Si hubiera nacido en...

 


Por: Sandra Fernández


Todas las mañanas, sucede que, al abrir la portezuela del auto, de pronto, se asoma un gato blanco que habita en la llanta trasera del auto.  Me mira, como los todos los gatos suelen hacerlo, con ese juez que se esconde detrás de sus ojos grises, como si conociera todos mis pecados y mi conciencia quedara expuesta a su lánguida mirada.  Extiende sus patas delanteras, con una lentitud que contrasta con la prisa que se apodera en mí, mientras, que yo hago malabares para no derramar el café sobre mi falda y por no tirar mi bolsa de mano, la mochila que guarda mi laptop y, por si fuera poco, un par de libros que invariablemente llevo conmigo; el que estoy leyendo ahora y otro más, que no pierdo la esperanza de que podré leer durante el día. 

Creo que este hábito se ha convertido en un símbolo de optimismo. O, mejor dicho, de ingenuidad, ya que una vez que me planto en la oficina, el impetuoso espíritu de escritor que llevo dentro se esfuma de inmediato. Como una vela que apagas de un jalón, dejando apenas un hilito gris y oloroso, por donde veo colarse cualquier tierno esbozo de escribir como Dios manda.

En el trayecto a la oficina, voy repasando la lista de actividades que haré durante el día. Y, además, voy agradeciendo cada una de las cosas que tengo, consejo que me dio mi terapeuta para “tomar conciencia del momento presente”. La verdad, es que en esta parte me atoro un poco porque me cuesta trabajo concentrarme en el momento presente, más bien, tengo una fuerte tendencia a divagar en otras vidas, en otros mundos.

Imagino como hubiera sido mi vida, si hubiera nacido en Burundi; el país más pobre del mundo; con seguridad, me dedicaría a cultivar café para subsistir, mi esperanza de vida se reduciría algunos pocos años, no podría andar en motocicleta porque además de estar prohibido, solo unas cuantas calles están pavimentadas. Quizá, los rayos abrasadores del sol me bañarían mientras me desplazo por áridos caminos para obtener agua. Mi tono de piel sería otro y la visión del mundo, distinta.

Viviría bajo el yugo de un gobierno opresor, una dictadura.

Me pregunto también, como hubiera sido, si hubiera nacido en Ruanda, país africano con el mayor crecimiento económico en los últimos años y que, por cierto, es frontera con Burundi.

Quizá trabajaría en un hotel de cinco estrellas, que aloja a miles de turistas al año, podría caminar por sus calles sin escuchar algún comentario racista o discriminatorio, ya que están prohibidos.

Le llaman el Singapur de África.
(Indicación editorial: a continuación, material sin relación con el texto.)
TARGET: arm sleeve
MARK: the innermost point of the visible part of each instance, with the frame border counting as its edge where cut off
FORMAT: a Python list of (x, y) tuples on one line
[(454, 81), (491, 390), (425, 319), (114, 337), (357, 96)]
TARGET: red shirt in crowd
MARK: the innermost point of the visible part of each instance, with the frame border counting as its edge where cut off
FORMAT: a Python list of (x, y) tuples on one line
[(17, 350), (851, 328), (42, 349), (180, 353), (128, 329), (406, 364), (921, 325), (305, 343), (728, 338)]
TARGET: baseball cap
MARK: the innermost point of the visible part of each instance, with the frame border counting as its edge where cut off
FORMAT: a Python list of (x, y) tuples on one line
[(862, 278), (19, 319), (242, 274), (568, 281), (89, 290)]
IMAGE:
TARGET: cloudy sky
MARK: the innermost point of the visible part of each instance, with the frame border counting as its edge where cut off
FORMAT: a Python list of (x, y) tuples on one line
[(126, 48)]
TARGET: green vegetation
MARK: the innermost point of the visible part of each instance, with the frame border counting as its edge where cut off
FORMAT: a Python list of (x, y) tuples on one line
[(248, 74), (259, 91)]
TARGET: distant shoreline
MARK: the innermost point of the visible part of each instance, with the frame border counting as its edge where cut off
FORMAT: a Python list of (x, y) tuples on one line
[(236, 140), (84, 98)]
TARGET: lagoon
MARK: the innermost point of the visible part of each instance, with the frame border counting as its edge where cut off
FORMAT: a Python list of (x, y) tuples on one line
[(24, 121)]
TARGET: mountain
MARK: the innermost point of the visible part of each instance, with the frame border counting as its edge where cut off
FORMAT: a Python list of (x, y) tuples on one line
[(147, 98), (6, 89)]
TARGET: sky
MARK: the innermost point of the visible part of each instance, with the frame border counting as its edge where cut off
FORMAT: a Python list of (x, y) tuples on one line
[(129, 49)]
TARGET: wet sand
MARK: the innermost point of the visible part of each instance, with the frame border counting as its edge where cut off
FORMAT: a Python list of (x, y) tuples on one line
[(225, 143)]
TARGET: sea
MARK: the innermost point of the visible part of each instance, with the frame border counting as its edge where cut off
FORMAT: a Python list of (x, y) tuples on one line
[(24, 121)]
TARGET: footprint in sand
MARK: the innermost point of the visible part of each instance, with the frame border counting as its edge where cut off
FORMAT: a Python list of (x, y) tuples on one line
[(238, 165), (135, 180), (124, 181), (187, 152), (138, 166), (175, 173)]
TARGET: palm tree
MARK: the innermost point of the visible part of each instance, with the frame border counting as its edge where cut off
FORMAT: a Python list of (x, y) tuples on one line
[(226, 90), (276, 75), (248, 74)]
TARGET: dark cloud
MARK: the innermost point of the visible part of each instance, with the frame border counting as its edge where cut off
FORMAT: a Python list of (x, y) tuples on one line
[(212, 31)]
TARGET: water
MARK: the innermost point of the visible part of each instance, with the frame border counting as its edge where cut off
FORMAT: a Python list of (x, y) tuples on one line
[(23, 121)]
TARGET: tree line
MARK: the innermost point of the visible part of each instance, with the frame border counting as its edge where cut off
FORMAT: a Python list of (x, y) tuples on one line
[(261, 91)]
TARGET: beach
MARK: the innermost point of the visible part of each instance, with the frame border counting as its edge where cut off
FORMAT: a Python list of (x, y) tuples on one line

Su gobierno menos arbitrario, abierto a la economía, al desarrollo.

Al dimensionarlo así, entonces mi vida toma otro concepto y el ejercicio de agradecimiento toma un matiz más real, se amplía en un espacio expansivo.

Así, perdida en mis cavilaciones, me he pasado de largo de la glorieta en donde debo de dar vuelta, por lo cual, debo retornarme unos metros más adelante y el retardo seguramente me cobrará la factura.

Pero lo disfruto. Sigo agradeciendo estar en este tiempo y momento presenta y también, porque no, agradezco al gato que me mira todas las mañanas y que sin saberlo me hace reflexionar un poco acerca de la mujer en que me convertido.